庚申庵

松山市の街中に、周囲とは異なる時空間があります。
それは、庚申庵(こうしんあん)史跡庭園です。
庚申庵というのは、寛政12年(1800年)に伊予の俳人・栗田樗堂(くりた ちょどう)が、残された人生を俳句一筋で生きようと思って、建てた庵です。
栗田樗堂 52歳の時のことです。
庚申庵という名前の由来は、寛政12年が干支でいう庚申(かのえさる)であったことと、古庚申と呼ぶ青面金剛の祠が、近くにあったのに因んだとされています。
栗田樗堂は俳人であると同時に、酒造業を営み、町役の大年寄も担っていた、町の有力者でもあったようです。

仲間を集めて俳句を楽しむ庵は、とても簡素です。
やたら物が多い現代の人間に比べ、本当に必要な物だけを携える、当時の人々の暮らしが窺えて、とても新鮮な気持ちになれます。
生活環境や住まいの様子は、その人の心の表れでもあります。
多くの物に囲まれる私たちは、それだけ多くのことに興味が引かれ、訳がわからなくなっているように思えます。
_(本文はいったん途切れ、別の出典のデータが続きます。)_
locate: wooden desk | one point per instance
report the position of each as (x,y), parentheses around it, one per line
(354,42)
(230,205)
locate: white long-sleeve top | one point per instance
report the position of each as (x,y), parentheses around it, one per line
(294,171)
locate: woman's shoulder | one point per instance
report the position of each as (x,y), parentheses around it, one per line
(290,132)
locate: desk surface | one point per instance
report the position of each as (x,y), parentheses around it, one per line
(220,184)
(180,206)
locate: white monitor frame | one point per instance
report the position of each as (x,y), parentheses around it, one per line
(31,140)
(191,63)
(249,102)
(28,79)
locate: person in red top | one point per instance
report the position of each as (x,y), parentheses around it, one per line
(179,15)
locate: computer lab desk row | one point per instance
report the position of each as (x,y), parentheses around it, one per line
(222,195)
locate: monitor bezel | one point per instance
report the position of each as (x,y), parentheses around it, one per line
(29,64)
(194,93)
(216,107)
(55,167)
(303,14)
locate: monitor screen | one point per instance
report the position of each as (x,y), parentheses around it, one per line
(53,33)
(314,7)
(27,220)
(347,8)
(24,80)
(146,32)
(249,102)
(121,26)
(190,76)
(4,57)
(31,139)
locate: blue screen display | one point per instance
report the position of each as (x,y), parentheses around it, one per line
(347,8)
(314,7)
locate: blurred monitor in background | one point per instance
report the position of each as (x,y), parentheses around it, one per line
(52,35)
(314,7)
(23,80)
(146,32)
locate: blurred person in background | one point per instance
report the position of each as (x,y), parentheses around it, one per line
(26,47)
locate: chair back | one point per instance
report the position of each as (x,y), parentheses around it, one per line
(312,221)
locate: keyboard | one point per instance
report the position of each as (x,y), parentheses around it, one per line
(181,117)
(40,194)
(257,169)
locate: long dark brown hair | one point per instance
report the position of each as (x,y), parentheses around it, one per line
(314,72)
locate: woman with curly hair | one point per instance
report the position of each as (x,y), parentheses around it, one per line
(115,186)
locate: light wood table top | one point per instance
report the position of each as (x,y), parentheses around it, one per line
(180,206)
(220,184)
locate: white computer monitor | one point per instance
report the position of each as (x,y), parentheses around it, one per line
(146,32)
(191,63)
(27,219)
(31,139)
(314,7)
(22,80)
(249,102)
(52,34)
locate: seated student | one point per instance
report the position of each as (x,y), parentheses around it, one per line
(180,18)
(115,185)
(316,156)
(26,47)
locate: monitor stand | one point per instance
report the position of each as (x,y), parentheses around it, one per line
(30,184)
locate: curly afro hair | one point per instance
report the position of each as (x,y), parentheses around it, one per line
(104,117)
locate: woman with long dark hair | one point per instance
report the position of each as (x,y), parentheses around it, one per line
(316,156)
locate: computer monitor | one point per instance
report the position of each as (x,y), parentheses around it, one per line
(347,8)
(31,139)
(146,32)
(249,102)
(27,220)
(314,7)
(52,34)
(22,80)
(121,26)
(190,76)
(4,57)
庚申庵には何もないのに貧相でなく、心が落ち着き和むのは、この空間にいることで、自分自身の心も無駄な部分が削ぎ落とされ、すっきりするからでしょう。
温泉に浸かって、体をきれいにしたような感じですね。

庵の前には藤棚があり、その向こうには樹木に囲まれた、小さな池があります。
藤の木は庵の建設当時に植えられたもので、樹齢200年以上になるものです。
外に出ると、すぐ横を伊予鉄道が走り、近くには大きなスーパーがあります。
それなのに、縁側に座って庭を眺めていると、自分が松山の街中にいるのを、忘れてしまいます。
私が訪れた時には、多くの蝶々が飛び交っていましたが、人を恐れる様子もなく、すぐそばまで飛んで来るのが、嬉しかったですね。

松山は戦災に遭って、町の大半が焼かれてしまいましたが、庚申庵は奇跡的に被害を免れたそうです。
昭和24年に愛媛県史跡に指定され、平成13年に解体調査と修復工事を行ったのち、平成15年に史跡公園として開園されました。
機会のある方は、ぜひお訪ね下さい。
特に、心が疲れている方には、お勧めです。